During the seven decades of my career, I have had a great track record of building outstanding teams. I have always felt it important to concentrate on our goals, not the size of our organization.
To me, measuring profits has always been a better yardstick than the size of our budgets. There is little point in developing a $10,000 accounting system to track 10 cent pencils.
I credit much of my success to how well these teams performed. While knowing your team and supporting them in times good and bad are critical, defining a culture and setting expectations are equally essential. Communication is the key — there should be no surprises. If I’m in the loop, I’m on your team.
I find the most important question I can ask to start a meeting is simply, “Whaddya got?”
That question forces my team members to be well informed in their area of operation and to bring value to the table. Knowing the question is coming also encourages everyone to be in the game, and on their game, and triggers knowledge sharing among the team.
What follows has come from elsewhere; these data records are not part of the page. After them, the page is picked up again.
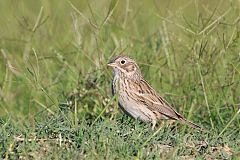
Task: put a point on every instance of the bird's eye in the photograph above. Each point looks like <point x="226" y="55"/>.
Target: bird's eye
<point x="123" y="62"/>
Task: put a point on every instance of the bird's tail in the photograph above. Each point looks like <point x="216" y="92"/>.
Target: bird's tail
<point x="191" y="124"/>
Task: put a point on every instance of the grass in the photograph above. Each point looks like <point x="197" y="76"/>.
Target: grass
<point x="55" y="93"/>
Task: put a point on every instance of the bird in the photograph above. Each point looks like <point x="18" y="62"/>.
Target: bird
<point x="137" y="98"/>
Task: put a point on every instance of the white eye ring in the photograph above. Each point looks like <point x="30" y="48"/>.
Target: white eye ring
<point x="123" y="61"/>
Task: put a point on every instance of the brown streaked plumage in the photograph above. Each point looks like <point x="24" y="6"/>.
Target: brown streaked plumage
<point x="137" y="97"/>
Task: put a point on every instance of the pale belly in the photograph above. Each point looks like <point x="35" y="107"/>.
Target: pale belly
<point x="134" y="109"/>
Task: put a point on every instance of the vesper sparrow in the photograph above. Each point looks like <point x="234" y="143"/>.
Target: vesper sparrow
<point x="136" y="97"/>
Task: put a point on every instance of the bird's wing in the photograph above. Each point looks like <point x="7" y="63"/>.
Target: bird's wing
<point x="149" y="97"/>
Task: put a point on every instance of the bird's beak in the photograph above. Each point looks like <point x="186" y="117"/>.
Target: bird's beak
<point x="111" y="64"/>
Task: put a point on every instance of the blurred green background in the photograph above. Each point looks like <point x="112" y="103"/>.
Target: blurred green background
<point x="54" y="53"/>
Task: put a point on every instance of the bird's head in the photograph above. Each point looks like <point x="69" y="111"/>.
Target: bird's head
<point x="125" y="66"/>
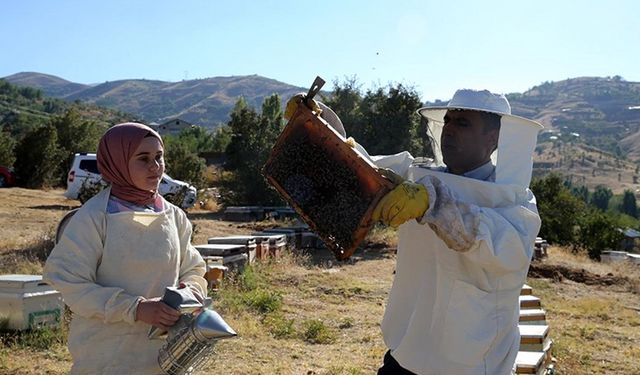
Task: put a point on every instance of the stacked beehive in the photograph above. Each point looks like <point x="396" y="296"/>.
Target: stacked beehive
<point x="534" y="356"/>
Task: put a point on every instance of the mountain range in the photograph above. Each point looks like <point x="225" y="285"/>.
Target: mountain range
<point x="206" y="102"/>
<point x="604" y="112"/>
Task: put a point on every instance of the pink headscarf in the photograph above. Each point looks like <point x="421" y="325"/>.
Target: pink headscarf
<point x="114" y="151"/>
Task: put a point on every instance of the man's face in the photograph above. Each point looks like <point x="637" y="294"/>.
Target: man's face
<point x="465" y="144"/>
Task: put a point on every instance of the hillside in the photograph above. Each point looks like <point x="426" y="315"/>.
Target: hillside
<point x="50" y="85"/>
<point x="22" y="108"/>
<point x="601" y="111"/>
<point x="206" y="102"/>
<point x="585" y="165"/>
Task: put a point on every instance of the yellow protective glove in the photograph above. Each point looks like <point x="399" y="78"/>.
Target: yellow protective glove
<point x="405" y="202"/>
<point x="295" y="101"/>
<point x="351" y="142"/>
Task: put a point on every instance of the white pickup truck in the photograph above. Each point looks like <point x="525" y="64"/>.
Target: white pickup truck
<point x="84" y="180"/>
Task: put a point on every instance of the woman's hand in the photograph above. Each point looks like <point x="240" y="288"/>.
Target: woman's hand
<point x="157" y="313"/>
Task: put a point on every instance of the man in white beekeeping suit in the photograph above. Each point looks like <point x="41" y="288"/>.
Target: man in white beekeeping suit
<point x="467" y="225"/>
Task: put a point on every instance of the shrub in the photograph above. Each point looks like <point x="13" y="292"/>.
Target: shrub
<point x="316" y="332"/>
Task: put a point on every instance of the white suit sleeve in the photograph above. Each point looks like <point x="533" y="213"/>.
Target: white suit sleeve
<point x="192" y="266"/>
<point x="72" y="266"/>
<point x="500" y="239"/>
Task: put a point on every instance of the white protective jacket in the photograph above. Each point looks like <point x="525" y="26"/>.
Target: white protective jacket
<point x="453" y="307"/>
<point x="103" y="265"/>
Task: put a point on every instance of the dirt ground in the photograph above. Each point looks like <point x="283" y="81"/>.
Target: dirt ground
<point x="593" y="309"/>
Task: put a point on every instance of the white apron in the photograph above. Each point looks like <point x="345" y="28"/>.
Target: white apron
<point x="141" y="255"/>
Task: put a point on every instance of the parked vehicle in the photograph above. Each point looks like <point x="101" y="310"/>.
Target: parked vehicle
<point x="7" y="178"/>
<point x="84" y="181"/>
My team learns that only two possible responses will prompt my immediate scorn.
“Nothing.” Then why are you here?
And the worst: “Can I be honest with you?” Oh, so you haven’t been honest with me before?
Whenever a new team member invariably ventures into this territory, the more senior members wince, knowing how I will respond. More often than not, they posed the very same question at one time.
Junior or senior, young or old, all my team members are held to the same standard, and learn to bring value to the table each meeting. Communication should know no age boundaries.
I thrive on surrounding myself with bright, young minds. The ability to learn and adapt is critical to ongoing success. Being able to count on full participation and the candor of the team is critical to that process.
It wasn’t so long ago when I was in my 80s, running a major operation and bragging about the average age of my team being 35, and someone joked, “Yeah, but when Pickens is gone it will be 25.”
Part of leadership is taking risks and building confidence in yourself. Urging those qualities in your team is just as important. You have to serve many apprenticeships throughout your life. Show me somebody who isn’t willing to serve an apprenticeship, and I’ll show you somebody who won’t go far.
In corporate America, those who lack confidence surround themselves with people who continually stroke their egos. With my teams, strong people found their apprenticeships to be surprisingly short.
Leadership is the quality that transforms good intentions into positive action; it turns a group of individuals into a team. I learned early, in business as well as politics, that people love a leader. They like decisive action.
You lead by example. You don’t run over your personnel but you don’t pump them up with false praise either. And one of the most important lessons I could imprint upon these young minds was the old Boy Scout motto, “Be prepared.”
When I am on the road, I am careful to block out several times each day to call into the office and work my way through the team. Each conversation begins the same: “Whaddya got?”
Someone once told me that I would have made a great editor because I was always checking around the various beats of our operation to accumulate information and sniff out trends. The goal is to mine the details, and not waste anyone’s productive time — all of which puts me in a better position to lead.
That’s essential in good business. It has worked well for me.